His next short-term home would be a holding cell downstairs. These were cold, dark, windowless, and little more than petri dishes for mold and fungi. I know this because I've been in them on more than one occasion. The first time I stayed here as a guest, I scratched Chase was here into the concrete block wall. This time I followed it up with Twice. Makes me laugh to think about it. Sort of following in Unc's footsteps.
Two blocks down, rising above the rest of town like the Ferris wheel at a county fair, stood the bell tower above the Zuta Bank and Trust. Most churches-turned-banks have that. At the turn of the century, its Russian Orthodox congregation had dwindled down to nothing, leaving the priest to roam the basement like the Phantom in his catacomb.
And while the Silver Meteor was the most famous rail ever to run these woods, she couldn't hold a candle to the one that ran underground.
When the first Russian immigrants appeared in the late 1800s, they built on an existing footprint. A hundred years earlier, the local inhabitants had built their own meetinghouse. The building served several purposes: town hall, church, and shelter. Unique to the structure was a basement. Because much of South Georgia rests so close to the water table, they dug the basement into a hill, then lined the walls and floors with several feet of coquina. This did not mean it stayed dry, but it was dry enough. Through two trapdoors and one hidden stairwell, the townsfolk survived multiple Indian attacks and two Spanish burnings of the building above. Few today know about the basement. Maybe just the four of us. Sure, folks know it was there at one time, but most think it was filled in when the ZB&T was built. Scratchings on the walls show the names of slaves who knelt in the dark, listened, and prayed while dogs sniffed above.
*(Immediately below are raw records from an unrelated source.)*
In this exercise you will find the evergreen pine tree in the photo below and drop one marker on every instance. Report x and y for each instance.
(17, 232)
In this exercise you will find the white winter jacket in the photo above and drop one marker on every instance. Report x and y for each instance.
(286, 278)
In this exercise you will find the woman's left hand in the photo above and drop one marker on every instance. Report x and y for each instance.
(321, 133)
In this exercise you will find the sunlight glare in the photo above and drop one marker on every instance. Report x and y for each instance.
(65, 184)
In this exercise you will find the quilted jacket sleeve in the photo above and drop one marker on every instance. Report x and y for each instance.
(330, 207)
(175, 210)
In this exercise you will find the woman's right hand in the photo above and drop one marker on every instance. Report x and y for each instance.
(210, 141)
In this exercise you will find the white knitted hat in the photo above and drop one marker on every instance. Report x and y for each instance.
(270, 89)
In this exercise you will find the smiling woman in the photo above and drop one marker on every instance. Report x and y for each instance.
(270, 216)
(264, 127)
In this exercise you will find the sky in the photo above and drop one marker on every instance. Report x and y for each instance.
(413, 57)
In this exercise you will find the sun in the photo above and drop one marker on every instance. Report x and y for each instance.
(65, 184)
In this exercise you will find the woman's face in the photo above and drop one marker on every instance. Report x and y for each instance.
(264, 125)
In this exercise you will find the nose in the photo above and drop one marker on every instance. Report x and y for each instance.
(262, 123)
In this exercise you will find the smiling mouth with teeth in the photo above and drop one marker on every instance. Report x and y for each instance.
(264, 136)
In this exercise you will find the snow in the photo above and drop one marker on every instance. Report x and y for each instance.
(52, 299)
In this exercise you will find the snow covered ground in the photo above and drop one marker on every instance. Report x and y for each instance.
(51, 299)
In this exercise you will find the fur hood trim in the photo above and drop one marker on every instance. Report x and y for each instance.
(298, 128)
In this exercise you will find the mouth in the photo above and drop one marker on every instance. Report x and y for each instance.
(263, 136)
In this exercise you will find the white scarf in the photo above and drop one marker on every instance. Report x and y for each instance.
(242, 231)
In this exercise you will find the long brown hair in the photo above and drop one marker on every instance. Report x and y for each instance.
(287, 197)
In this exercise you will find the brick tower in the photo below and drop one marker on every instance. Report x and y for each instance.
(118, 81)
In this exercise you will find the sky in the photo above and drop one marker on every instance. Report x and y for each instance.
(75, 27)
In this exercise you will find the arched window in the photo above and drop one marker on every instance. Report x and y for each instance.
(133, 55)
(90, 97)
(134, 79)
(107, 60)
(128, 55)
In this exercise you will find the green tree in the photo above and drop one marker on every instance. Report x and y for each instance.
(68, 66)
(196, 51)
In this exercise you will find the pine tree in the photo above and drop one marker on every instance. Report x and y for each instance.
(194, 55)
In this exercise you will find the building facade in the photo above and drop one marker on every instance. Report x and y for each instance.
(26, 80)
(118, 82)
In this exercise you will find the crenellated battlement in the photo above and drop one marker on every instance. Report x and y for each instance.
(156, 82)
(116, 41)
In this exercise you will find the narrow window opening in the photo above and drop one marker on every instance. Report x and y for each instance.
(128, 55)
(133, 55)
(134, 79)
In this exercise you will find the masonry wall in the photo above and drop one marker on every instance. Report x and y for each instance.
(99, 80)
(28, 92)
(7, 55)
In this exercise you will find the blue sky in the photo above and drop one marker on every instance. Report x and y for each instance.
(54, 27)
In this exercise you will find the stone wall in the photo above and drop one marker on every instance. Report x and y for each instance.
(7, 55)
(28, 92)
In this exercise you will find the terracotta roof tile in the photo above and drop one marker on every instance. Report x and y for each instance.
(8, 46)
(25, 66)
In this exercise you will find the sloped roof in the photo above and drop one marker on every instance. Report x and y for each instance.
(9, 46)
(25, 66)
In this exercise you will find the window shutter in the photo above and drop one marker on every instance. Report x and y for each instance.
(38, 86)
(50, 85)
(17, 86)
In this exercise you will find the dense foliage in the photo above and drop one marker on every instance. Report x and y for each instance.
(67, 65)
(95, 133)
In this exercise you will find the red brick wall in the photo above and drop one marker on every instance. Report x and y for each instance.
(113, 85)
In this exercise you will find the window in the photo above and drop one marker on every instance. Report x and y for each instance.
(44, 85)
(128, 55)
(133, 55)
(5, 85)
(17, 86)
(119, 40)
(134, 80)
Eventually the Phantom vacated as well, leaving the building empty for nearly a decade. Hating to see it go to waste and needing a place from which to loan money, a local businessman bought the building, ripped out half the pews, one confessional, and most of the altar, and installed counters and a vault. Local sentiment swayed in his favor. The depression was still fresh on people's minds, and in that mind-set you couldn't let a perfectly good building go to waste. If you built the church, don't take it personally. Just because folks around here don't like your brand of God doesn't mean they don't like your brand of architecture. Count your blessings. Most in Glynn County echoed this sentiment. Some of the locals proudly traced their roots to the Founding Fathers--the English prisoners sent from England to inhabit the colony back before the Revolution. Such sentiment was not unique; folks in Australia did the same. In the sticks of Brunswick, Georgia, rebellion was as hardwired into the DNA of the residents as was the love of Georgia Bulldog football.
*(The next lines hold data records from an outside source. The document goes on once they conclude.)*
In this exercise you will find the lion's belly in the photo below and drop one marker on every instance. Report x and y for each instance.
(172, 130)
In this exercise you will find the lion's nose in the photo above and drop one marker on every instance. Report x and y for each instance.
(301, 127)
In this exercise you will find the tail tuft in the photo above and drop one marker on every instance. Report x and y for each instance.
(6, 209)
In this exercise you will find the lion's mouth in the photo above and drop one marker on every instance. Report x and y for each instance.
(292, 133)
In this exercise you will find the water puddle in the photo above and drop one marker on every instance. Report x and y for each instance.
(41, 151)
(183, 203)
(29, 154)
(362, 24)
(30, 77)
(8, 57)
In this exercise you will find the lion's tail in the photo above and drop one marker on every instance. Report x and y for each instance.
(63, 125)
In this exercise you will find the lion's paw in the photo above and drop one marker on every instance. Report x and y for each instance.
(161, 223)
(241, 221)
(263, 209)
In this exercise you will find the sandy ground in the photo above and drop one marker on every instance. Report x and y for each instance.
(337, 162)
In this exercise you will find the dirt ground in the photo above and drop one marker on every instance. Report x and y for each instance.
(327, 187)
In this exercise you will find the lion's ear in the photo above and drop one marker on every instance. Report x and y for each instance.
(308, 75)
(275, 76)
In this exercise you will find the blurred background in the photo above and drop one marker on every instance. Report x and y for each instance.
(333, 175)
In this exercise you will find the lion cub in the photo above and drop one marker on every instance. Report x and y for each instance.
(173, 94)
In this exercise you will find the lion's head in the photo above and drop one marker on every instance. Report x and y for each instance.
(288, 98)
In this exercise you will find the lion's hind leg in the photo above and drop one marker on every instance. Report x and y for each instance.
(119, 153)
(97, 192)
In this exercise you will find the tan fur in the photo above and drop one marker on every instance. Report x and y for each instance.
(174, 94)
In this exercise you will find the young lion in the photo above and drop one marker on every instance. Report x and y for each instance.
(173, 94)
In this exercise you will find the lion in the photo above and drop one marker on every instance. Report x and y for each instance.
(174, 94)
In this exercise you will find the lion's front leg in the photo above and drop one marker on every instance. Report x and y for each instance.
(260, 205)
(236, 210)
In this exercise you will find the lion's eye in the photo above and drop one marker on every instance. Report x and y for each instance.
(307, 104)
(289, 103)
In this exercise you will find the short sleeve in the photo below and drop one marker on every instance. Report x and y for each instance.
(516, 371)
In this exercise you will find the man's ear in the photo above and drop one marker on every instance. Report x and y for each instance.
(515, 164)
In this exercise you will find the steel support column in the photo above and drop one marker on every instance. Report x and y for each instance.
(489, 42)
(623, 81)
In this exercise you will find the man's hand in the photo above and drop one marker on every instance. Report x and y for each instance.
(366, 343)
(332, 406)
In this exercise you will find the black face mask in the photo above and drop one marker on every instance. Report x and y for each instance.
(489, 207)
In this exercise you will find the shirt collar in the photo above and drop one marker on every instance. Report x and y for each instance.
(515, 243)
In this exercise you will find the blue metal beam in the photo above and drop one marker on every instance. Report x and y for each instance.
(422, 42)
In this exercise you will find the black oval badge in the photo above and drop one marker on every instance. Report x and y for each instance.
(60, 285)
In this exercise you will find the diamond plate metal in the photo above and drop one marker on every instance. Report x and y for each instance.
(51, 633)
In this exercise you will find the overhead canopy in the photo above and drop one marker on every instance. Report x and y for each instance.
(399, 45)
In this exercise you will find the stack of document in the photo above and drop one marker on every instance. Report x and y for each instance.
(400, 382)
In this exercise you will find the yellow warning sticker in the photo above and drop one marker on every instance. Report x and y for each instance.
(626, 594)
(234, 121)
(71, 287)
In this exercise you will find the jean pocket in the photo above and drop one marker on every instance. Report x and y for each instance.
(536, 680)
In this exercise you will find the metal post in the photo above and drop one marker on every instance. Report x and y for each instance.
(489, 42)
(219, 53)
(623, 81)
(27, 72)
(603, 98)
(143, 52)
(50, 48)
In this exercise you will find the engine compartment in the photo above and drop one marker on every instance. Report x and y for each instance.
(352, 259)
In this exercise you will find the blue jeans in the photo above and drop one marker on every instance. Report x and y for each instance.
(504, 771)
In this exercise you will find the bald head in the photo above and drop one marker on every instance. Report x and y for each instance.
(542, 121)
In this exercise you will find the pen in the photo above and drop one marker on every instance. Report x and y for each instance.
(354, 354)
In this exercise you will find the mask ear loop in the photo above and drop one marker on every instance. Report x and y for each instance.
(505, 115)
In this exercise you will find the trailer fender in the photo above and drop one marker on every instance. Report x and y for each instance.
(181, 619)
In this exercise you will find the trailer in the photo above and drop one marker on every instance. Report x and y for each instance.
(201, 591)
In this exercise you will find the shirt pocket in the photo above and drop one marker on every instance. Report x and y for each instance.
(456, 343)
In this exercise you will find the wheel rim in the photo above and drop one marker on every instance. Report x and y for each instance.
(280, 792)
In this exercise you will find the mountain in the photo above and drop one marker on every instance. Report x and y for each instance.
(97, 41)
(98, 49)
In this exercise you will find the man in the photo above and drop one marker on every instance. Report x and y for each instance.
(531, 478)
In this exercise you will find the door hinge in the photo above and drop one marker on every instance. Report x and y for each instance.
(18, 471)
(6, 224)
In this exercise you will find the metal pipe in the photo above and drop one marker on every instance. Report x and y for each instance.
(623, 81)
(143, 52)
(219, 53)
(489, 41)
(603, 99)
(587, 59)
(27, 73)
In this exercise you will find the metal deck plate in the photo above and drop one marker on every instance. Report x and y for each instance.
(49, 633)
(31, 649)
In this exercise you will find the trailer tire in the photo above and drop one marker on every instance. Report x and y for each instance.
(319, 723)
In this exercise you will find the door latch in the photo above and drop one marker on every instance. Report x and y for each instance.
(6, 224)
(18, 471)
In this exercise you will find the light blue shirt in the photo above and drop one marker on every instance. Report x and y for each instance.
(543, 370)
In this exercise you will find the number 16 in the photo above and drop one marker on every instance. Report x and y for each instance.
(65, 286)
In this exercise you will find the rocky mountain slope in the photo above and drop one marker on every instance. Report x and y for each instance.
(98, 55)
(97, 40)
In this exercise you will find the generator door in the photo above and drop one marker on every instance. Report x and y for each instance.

While South Georgia found itself squarely embedded in the Bible Belt, and most churches were filled on Sundays, only Saturdays were sacred. Saturday afternoons from September to December, folks huddled around the altar of an AM station and worshipped the red and black of the Bulldogs. And while local pastors were much admired and respected, none carried the weight of the radio voice of the Bulldogs, Larry Munson. If Larry said anything at all, it was gospel. Throughout the decades, much has been written about Notre Dame and Touchdown Jesus, The Crimson Tide and Bear Bryant, and Penn State and Paterno, but from the salt marsh to the mountains, it was a certifiable fact that God himself was a Georgia Bulldog. How else did Larry Munson break his chair?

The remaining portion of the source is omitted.